Now Stephen starts to narrow his message and purpose by saying that Moses, the one who was rejected by the people of Israel saying, “Who made you a ruler and judge?”, is in fact the very ruler that God had chosen to be ruler and judge over His chosen people, Israel. In other words, the people were wrong to question Moses; in fact they at first ridiculed and rejected God’s appointed ruler and judge. But this time Stephen adds to his characterization of Moses by adding the word “ransomer”. This of course starts to draw his story closer and closer to Yeshua. And Stephen says in verse 36 that it is this man, Moses, who as God’s deliverer took Israel out of Egypt through great miracles and signs, and led them through the desert wilderness for 40 years. And, knowing that the Synagogue members and the High Priest and the Sanhedrin whom he was addressing wouldn’t in any way dispute his logic and conclusion to this point, he now reminds them that this same Moses that was venerated by all Jews is the one who said that at a later time God would raise up a prophet like him from among the Israelites. The unspoken question is: so who is this prophet like Moses?

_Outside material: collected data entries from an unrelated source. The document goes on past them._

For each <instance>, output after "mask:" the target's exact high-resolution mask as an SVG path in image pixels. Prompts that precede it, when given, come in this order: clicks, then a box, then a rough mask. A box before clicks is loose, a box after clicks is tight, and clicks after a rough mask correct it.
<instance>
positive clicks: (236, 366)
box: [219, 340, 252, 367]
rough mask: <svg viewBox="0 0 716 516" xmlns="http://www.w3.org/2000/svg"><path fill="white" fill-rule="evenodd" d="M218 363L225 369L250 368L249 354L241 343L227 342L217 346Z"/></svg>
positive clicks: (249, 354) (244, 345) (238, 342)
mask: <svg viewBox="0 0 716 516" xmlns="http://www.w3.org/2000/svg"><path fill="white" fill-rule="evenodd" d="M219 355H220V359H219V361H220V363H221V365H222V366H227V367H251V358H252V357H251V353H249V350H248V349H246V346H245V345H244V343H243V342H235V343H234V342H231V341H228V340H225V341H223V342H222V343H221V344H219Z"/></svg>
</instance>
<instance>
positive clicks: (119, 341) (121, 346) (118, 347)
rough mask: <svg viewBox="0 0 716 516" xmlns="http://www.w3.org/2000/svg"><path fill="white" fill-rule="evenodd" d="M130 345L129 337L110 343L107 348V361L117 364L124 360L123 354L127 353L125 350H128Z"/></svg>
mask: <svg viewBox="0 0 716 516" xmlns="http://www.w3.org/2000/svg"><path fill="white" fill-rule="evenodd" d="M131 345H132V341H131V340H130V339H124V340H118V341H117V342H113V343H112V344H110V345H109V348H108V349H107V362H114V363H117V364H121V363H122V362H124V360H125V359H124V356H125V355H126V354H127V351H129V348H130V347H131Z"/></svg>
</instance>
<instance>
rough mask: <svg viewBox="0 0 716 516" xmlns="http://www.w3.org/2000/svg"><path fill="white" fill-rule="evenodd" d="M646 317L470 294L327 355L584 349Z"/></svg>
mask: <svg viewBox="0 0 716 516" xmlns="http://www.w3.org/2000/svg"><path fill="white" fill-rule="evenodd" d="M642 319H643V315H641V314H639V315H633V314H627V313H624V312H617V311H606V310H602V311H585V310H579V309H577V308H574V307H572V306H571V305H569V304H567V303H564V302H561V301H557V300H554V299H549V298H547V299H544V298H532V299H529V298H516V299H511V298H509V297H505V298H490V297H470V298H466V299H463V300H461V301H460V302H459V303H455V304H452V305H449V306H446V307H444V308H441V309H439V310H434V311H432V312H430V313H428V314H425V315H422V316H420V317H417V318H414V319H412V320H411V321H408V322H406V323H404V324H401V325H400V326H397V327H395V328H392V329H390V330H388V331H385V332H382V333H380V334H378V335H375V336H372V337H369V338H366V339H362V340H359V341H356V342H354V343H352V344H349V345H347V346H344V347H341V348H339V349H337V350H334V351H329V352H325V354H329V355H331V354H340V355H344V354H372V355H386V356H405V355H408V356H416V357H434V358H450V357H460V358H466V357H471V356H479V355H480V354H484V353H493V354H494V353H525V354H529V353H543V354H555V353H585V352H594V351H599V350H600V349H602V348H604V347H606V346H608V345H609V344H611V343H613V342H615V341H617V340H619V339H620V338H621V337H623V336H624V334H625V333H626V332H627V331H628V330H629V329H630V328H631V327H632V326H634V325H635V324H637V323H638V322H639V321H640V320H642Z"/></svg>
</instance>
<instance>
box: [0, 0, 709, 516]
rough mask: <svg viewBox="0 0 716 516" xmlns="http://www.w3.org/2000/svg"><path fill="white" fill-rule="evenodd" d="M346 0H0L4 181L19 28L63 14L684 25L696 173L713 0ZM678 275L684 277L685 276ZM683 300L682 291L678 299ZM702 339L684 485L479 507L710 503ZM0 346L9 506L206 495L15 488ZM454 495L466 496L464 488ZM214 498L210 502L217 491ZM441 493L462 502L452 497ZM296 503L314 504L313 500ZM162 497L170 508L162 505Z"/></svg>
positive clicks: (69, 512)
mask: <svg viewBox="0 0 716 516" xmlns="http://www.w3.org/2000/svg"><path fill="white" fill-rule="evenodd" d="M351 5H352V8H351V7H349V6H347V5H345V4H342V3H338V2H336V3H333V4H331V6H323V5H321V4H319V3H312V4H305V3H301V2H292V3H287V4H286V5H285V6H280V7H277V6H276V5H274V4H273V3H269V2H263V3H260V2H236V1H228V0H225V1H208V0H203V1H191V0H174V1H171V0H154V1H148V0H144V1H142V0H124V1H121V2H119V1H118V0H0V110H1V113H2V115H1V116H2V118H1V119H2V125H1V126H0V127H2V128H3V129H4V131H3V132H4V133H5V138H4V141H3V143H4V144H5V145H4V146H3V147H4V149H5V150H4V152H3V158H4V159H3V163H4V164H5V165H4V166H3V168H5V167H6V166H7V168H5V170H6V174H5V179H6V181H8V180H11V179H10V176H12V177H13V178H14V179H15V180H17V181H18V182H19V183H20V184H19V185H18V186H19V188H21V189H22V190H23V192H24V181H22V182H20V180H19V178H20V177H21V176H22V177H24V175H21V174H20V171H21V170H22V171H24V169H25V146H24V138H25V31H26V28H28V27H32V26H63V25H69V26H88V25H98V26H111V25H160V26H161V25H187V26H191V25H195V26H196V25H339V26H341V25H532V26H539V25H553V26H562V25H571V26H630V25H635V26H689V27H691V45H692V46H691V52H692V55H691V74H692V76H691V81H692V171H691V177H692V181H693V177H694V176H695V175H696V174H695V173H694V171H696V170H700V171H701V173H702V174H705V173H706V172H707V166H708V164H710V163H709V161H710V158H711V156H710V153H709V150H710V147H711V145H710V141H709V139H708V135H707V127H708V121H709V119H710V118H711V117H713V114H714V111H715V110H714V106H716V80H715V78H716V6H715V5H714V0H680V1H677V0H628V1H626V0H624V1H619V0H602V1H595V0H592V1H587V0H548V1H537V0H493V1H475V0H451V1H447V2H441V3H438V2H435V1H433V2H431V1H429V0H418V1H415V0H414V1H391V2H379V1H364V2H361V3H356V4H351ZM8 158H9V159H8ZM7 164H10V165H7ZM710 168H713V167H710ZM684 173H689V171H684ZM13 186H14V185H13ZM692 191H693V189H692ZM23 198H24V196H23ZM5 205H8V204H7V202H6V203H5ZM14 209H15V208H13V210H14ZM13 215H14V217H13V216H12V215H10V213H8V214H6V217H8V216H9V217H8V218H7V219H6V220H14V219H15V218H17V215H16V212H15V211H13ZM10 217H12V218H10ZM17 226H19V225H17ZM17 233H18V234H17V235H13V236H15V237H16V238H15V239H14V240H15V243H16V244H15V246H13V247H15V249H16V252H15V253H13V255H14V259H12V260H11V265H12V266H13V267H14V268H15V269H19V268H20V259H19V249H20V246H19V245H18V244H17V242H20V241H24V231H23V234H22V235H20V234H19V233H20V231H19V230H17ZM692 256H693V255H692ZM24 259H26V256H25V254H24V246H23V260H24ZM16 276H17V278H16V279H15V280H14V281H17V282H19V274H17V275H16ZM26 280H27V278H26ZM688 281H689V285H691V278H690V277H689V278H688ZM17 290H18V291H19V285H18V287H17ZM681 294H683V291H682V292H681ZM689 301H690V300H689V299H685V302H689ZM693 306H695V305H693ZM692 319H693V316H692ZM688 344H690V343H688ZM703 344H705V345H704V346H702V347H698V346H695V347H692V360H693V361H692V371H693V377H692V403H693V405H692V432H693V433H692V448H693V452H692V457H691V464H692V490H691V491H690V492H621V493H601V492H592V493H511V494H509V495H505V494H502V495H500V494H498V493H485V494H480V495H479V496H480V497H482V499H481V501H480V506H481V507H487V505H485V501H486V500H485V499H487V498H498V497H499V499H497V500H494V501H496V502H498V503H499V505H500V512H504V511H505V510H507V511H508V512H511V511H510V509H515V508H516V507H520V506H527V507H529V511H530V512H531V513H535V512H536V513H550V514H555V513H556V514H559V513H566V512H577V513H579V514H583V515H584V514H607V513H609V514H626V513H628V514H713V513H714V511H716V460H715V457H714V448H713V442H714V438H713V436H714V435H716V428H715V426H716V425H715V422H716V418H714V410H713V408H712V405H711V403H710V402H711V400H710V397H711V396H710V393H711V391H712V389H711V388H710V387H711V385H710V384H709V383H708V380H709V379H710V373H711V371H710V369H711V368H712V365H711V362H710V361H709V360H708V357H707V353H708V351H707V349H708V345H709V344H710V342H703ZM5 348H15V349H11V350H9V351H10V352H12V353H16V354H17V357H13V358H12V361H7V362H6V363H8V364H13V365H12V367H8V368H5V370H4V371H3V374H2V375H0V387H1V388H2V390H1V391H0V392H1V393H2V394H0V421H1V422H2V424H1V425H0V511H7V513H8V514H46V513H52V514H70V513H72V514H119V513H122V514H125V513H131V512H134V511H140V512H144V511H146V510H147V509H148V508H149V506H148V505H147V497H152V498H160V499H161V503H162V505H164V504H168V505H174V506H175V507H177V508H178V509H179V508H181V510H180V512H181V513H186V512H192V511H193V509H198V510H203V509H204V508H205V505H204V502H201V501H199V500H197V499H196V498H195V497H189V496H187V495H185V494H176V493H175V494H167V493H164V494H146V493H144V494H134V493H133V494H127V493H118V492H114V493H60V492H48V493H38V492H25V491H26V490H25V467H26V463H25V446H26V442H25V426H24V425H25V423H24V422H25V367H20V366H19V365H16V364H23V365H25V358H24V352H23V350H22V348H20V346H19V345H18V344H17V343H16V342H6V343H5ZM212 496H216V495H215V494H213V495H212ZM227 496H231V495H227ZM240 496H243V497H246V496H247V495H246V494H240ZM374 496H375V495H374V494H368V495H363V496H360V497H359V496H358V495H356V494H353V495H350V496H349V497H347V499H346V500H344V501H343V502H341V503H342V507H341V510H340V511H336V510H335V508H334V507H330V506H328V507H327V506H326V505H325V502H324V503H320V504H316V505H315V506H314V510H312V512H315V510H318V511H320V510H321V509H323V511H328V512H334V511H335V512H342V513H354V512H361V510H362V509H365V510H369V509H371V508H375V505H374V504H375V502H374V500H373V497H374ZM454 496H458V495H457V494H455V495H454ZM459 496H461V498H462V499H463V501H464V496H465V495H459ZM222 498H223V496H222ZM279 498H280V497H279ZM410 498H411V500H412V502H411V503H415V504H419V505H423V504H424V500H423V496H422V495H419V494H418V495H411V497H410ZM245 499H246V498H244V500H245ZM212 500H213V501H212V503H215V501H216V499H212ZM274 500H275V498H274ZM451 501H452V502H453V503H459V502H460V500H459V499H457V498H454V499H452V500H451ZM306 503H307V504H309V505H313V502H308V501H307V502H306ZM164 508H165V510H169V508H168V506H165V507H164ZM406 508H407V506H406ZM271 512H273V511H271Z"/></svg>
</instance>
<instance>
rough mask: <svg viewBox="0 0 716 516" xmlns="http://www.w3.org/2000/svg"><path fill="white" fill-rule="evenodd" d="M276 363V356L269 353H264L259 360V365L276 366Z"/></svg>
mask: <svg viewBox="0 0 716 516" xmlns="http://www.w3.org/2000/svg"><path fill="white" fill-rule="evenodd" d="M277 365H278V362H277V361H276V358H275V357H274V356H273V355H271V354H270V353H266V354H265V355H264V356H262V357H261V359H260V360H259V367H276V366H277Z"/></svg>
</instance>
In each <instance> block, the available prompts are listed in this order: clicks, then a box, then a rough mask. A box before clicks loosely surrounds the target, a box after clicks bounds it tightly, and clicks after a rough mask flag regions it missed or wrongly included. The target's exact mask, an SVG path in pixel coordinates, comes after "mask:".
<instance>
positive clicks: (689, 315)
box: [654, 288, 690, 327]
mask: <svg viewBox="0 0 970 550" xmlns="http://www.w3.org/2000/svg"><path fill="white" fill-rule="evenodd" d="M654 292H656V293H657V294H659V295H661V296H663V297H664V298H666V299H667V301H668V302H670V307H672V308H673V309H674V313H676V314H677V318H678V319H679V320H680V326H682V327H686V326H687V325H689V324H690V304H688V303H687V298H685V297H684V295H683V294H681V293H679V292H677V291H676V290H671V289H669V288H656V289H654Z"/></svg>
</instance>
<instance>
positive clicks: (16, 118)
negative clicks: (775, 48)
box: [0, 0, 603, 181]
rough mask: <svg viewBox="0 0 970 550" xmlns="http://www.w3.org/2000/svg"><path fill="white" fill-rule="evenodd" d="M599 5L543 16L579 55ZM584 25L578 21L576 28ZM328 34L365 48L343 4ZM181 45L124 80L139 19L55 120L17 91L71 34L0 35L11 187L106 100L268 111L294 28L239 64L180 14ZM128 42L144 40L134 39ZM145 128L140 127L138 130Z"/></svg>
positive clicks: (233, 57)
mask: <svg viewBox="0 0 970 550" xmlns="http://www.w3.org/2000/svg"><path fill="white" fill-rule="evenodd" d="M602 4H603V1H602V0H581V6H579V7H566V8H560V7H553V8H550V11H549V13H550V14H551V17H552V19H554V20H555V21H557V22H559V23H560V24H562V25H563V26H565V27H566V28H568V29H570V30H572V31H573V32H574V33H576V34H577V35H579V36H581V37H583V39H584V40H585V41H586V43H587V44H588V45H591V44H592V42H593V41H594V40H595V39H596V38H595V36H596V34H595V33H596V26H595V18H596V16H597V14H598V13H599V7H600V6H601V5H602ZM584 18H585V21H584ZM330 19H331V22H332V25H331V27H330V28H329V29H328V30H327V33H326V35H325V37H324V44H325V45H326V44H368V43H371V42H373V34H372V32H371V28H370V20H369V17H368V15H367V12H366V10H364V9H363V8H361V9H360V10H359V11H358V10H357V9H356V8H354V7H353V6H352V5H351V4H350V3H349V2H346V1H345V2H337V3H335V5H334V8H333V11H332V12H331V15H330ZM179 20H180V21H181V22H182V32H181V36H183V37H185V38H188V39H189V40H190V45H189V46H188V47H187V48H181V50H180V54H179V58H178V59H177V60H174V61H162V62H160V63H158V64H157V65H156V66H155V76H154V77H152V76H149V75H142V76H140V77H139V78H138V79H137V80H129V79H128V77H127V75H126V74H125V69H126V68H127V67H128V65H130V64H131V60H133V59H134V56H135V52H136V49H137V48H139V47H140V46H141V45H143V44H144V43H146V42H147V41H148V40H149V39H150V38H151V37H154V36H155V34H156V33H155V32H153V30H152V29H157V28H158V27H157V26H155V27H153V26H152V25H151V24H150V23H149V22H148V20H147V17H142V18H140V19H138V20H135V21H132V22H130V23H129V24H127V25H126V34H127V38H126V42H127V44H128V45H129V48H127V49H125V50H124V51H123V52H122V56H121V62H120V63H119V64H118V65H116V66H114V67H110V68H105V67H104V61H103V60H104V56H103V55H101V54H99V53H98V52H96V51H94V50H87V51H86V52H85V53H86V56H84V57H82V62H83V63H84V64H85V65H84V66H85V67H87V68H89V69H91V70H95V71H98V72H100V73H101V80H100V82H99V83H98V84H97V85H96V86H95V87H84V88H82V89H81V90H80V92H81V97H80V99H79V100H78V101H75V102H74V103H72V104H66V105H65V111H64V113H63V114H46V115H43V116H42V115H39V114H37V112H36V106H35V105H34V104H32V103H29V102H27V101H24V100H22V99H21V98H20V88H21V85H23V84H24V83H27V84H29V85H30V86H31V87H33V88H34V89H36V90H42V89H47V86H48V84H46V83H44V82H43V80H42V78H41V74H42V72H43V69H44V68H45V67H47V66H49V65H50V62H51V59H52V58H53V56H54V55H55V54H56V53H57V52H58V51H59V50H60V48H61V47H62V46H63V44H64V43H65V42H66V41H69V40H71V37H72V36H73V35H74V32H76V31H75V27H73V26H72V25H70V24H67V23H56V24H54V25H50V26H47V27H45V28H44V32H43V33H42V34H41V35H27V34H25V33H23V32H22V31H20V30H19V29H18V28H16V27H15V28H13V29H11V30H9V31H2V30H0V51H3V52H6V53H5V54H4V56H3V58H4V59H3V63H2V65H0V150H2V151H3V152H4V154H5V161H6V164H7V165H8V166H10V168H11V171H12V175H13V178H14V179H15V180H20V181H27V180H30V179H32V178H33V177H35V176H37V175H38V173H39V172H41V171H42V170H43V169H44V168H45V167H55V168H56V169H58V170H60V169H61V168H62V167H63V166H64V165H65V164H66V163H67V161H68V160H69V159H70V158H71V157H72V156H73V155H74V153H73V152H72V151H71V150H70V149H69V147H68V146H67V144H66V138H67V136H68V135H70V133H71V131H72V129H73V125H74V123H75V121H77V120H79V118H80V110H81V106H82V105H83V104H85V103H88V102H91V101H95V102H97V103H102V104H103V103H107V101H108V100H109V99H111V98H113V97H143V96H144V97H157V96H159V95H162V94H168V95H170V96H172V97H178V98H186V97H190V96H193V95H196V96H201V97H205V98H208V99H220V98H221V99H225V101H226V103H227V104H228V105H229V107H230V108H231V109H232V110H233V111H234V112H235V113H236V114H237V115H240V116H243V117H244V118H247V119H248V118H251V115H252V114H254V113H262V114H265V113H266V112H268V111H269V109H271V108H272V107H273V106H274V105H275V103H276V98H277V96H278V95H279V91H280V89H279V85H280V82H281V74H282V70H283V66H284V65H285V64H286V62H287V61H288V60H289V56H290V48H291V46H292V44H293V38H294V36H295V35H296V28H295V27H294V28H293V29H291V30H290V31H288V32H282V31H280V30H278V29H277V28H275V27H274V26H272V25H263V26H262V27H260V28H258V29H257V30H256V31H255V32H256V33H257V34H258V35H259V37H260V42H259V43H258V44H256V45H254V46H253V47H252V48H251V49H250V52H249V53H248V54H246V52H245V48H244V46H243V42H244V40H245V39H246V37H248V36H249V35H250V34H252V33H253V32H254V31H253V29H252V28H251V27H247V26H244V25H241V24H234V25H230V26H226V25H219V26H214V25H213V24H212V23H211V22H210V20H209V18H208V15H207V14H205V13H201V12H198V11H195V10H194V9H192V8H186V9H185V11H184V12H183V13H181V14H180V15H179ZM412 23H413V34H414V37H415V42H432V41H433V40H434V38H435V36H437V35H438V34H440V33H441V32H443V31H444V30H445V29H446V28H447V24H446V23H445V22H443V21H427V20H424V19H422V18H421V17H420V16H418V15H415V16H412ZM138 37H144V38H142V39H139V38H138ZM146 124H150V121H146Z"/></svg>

Stephen returns to the theme of disobedience by saying that now that Moses’ authority from God had been revealed the people of Israel did not want to obey Moses. In other words, this was not an act of ignorance but rather a display of willful rebellion against God (and by extension against Moses, God’s Mediator). The intended implication is that it is not Stephen who is speaking against Moses but rather his accusers who are the rebels. And he uses the incident of the Golden Calf as an illustration of willful, knowing, intentional refusal to obey God. There Aaron, High Priest of Israel (and don’t miss Stephen’s implied connection between what Aaron did and what Caiaphas is currently doing), built god images and led the people into rebellion and into worshipping false gods.
As we near a close for today, I’ll pause for just a moment so that we don’t lose the forest amidst the trees: this immense, undying respect that Stephen is showing towards Moses IS his answer to Caiaphas about whether the accusations against him are true. And at the same time Stephen is turning this mock trial on its head from being the accused, to becoming the accuser, by comparing his persecutors with the worst of the historical rebels against God and Moses, making them one and the same. And don’t think for a moment that everyone there didn’t fully comprehend what Stephen was doing.